Tuesday, 13 May 2008

The Real Indiana Jones

Colonel Percy Harrison Fawcett (born 1867) was a British archaeologist and explorer. Along with his son, Jack, Fawcett disappeared under unknown circumstances in 1925 during an expedition to find what he believed to be an ancient lost city in the uncharted jungles of Brazil.

He is said to have been an inspiration for Indiana Jones, the fictional archaeologist/adventurer.
More than 13 separate expeditions have so far failed to discover what happened to Percy Fawcett in the darkest Amazonian jungle and 100 people have died in the attempt.

In later years, things have gone really strange regarding the disappearance of Colonel Fawcett. Professor Henrique de Souza, president of the Brazilian Theosophical Society, believes Fawcett is still alive, living in a subterranean city in the Roncador Mountains of Matto Grosso, where he found the subterranean city of Atlanteans for which he searched.

5 comment(s):

Anonymous said...

During a long time it was a fascinating history in Brazil, but today was solved mystery. The skeletons of Fawcett were found, but his family refused to receive them. They said to prefer to guard the myth of a lost hero of which a pile of bones.
The true history counted by the descendants of the natives who killed him was of what he would have if involved in a discussion with the indigenous boy (curumim) because of a stolen knife. He would have attacked the boy and his father killed him.

Gerard said...

Thanks Kct, for the additional info.

Anonymous said...

The article claimng Fawcett may still be alive seem to date vack to before 1960. Since he was born in 1867, he's either dead or about 140 years old.

Anonymous said...

How many times I hear about the Fawcett history? I don't know, but when I listen again and again this history is better to each day! ;o)

Unknown said...

What utter bullshit that Fawcett was an inspiration for Indiana Jones. If he was, then so was every explorer through the 19th and early 20th centuries. Fawcett didn't cover the same ground as Indiana.
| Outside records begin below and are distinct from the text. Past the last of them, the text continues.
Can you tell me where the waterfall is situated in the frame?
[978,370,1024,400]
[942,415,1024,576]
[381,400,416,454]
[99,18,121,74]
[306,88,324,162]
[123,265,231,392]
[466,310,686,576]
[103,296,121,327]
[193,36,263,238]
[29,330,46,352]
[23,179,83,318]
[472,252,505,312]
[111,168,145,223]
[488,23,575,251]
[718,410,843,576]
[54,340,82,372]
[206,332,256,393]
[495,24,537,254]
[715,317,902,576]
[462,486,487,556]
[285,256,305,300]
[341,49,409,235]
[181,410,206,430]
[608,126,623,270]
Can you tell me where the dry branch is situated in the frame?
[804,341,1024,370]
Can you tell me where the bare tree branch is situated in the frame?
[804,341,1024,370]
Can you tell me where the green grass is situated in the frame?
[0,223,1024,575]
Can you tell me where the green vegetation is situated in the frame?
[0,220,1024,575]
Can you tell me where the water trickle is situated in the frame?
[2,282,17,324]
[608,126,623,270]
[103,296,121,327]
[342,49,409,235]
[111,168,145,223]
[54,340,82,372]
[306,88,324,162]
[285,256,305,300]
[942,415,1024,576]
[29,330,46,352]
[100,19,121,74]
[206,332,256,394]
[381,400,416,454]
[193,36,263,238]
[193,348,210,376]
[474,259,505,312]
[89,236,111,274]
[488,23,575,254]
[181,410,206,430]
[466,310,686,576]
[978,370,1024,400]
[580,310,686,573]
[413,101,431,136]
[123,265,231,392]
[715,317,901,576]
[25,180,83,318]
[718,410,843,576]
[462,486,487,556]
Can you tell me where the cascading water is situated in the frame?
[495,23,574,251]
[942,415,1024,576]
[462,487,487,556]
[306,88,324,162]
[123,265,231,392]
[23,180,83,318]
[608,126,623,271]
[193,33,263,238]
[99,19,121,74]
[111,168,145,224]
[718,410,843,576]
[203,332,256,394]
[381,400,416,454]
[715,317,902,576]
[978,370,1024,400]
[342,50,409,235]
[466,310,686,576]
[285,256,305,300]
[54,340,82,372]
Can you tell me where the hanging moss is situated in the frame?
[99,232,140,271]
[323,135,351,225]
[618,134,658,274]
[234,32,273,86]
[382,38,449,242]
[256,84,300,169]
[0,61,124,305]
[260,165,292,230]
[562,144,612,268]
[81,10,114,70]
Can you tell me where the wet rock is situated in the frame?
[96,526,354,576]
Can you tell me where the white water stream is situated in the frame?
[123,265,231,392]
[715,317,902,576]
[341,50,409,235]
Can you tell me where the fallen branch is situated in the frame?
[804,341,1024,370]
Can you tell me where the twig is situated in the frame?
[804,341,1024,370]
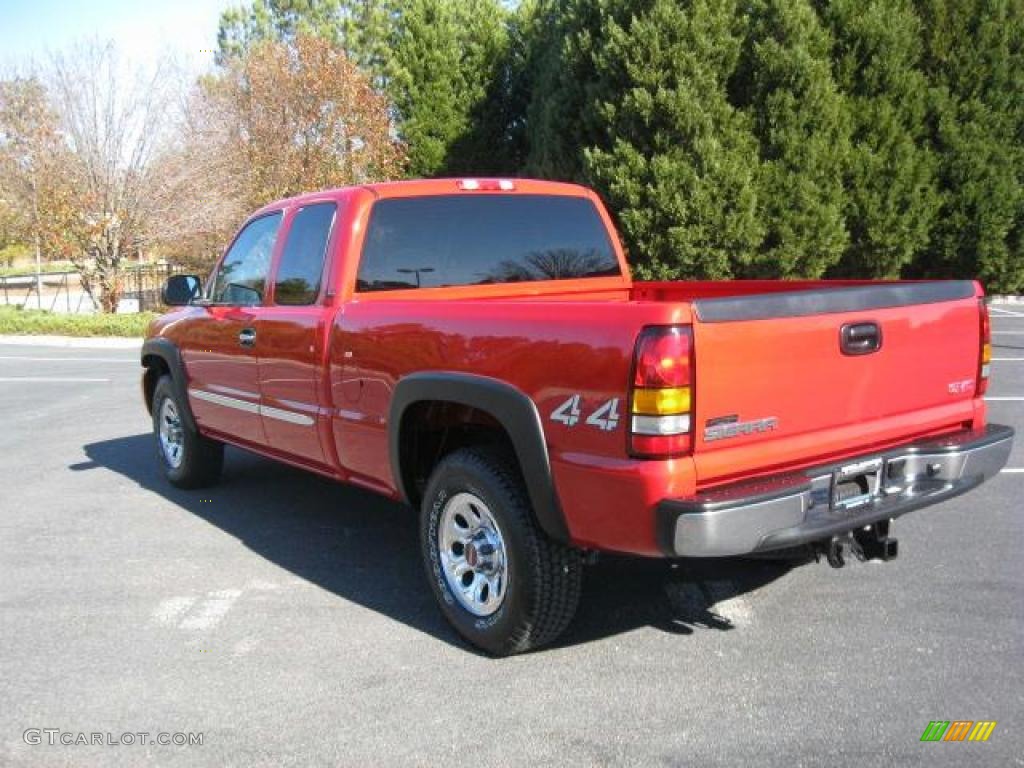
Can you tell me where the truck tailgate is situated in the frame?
[693,282,980,486]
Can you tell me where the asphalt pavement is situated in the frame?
[0,305,1024,767]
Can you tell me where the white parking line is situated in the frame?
[178,590,242,631]
[0,354,138,366]
[0,376,110,384]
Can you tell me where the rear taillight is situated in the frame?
[630,326,693,459]
[974,299,992,397]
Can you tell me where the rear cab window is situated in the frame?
[355,195,622,293]
[207,211,282,306]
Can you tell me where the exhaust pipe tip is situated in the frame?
[825,536,846,568]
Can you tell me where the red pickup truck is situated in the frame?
[141,179,1013,654]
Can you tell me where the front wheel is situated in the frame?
[420,449,583,655]
[153,376,224,488]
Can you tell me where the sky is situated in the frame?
[0,0,228,77]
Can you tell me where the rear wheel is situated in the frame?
[153,376,224,488]
[420,449,583,655]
He wasn't looking for the same things, he didn't get into it with the Nazis (since he died in 1925) and so on. Why do you repeat some bullshit from Wikipedia (which also cites a comic book) as if it were legitimate history?

This guy did some serious work, and appears to have died in the process, and all today's nitwit generation can do is go, hey he was the inspiration for a dumbass movie. He was the inspiration for a comic book. Because you don't see anything in your lives more important than movies and comic books, you think that's all there is.

This guy was an important discoverer, but all that gets washed away in a tide of juvenile banality.